U.S.-based cannabis grower Green Growth Brands is considering a hostile takeover of Canadian licensed producer Aphria, according to Bloomberg.
Aphria’s stock had previously been on the decline due to both general market sentiment following 2018’s record gains as well as accusations by known short-seller Quintessential Capital Management, who claimed that Aphria paid artificially high prices for certain international assets in order to line the pockets of company insiders at shareholder expense. Aphria fired back immediately, however, claiming that the accusations were “false and defamatory.”
Following Thursday’s reports of the possible takeover, Aphria stock rose more than 30 percent in late trading.
“They’re currently at an attractive value in the market. … We were looking for the most positive and friendly way to do this, but I think ultimately, we felt like a delay would be unnecessary. We wanted to be proactive and reach out directly to the shareholders.” — Peter Horvath, CEO of Green Growth Brands
Irwin Simon, Aphria’s Independent Chair of Board of Directors, said in a press release issued Friday morning that, “While we appreciate GGB’s interest in the value we have created at Aphria and our significant growth prospects, their proposal falls short of rewarding our shareholders for participating in such a transaction.”

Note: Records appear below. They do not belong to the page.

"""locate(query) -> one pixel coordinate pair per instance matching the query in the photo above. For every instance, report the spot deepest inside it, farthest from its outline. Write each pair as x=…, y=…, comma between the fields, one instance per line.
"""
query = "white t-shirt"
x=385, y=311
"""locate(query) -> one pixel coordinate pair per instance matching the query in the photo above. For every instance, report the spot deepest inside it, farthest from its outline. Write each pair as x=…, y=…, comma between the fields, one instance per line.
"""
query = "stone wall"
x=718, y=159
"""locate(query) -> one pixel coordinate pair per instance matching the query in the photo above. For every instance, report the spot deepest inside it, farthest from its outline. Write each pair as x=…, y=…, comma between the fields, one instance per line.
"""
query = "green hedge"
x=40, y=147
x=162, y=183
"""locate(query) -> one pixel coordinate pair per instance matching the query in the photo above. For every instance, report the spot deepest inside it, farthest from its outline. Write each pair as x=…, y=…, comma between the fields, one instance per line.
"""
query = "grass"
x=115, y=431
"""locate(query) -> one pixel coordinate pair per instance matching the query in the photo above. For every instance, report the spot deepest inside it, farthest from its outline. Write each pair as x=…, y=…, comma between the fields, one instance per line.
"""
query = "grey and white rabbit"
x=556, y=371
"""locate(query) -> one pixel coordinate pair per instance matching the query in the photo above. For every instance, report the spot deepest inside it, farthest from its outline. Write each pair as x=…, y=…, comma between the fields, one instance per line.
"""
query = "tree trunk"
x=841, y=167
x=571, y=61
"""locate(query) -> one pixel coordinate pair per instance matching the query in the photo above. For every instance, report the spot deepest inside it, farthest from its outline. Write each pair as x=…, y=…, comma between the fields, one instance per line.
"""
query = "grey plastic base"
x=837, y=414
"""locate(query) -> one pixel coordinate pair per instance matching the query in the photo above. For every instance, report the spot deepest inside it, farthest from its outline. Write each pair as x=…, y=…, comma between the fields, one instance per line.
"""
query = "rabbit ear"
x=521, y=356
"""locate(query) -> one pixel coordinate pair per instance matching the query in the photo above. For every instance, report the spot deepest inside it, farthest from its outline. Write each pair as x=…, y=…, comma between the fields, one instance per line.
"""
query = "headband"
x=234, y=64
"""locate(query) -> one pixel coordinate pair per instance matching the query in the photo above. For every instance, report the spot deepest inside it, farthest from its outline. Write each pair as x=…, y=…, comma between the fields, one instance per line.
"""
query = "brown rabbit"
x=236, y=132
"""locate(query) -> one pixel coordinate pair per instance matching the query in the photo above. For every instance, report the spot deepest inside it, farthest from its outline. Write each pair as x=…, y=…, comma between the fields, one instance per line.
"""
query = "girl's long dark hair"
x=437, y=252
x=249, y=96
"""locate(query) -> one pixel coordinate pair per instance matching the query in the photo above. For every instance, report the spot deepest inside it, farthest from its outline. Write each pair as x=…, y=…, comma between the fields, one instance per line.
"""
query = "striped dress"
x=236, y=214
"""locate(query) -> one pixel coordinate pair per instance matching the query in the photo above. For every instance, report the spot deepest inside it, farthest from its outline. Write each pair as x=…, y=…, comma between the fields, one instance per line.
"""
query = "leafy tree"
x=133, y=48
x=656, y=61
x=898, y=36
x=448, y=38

“The Board has determined that the GGB proposal, as it currently stands, significantly undervalues the company,” Simon said. “Aphria has a tremendous market opportunity as a leader in the sector and a strategic vision to meet those opportunities. Our focus is to realize that value for the benefit of all our shareholders.”

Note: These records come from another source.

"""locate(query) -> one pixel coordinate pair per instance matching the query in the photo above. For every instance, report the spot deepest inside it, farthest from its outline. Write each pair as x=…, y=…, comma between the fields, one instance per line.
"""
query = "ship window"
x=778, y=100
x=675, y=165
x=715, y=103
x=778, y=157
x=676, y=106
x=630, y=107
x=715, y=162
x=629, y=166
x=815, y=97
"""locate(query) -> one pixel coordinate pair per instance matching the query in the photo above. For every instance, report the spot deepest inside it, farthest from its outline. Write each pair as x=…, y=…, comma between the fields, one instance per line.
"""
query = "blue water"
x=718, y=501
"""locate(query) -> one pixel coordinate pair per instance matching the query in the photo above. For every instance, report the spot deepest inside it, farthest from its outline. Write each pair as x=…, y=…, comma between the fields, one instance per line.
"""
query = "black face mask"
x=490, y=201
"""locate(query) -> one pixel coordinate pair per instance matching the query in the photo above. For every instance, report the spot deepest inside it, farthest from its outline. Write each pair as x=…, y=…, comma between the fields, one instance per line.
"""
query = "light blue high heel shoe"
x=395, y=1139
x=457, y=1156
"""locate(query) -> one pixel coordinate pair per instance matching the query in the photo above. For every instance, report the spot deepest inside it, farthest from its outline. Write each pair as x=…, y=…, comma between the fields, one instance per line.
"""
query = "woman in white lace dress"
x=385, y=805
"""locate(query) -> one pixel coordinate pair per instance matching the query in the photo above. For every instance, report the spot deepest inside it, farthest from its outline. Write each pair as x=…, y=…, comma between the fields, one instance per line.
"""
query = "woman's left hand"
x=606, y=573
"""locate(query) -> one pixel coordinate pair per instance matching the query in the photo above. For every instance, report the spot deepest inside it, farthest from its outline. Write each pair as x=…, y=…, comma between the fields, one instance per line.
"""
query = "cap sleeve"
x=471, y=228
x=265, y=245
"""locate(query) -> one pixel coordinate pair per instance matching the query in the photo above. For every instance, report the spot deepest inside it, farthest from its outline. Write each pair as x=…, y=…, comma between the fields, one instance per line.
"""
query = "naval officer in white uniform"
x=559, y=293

The company has since established an independent committee of directors to consider the proposal and any future formal offers.
The proposed hostile takeover would nonetheless create a higher market cap for Aphria, as Green Growth Brands would value the company at CA$2.8 billion. At close of business on Thursday, Aphria’s market cap was just CA$1.39 billion.
While ongoing federal prohibition in the U.S. won’t allow cannabis produced in Canada to be shipped to Green Growth’s current operations, Horvath said the deal was based on, “taking the talent from both organizations and leveraging it across the different geographies.
“You can’t move product but you can certainly transport intellectual property and capability,” Horvath said. “It’s about combining our consumer expertise with their grow expertise.”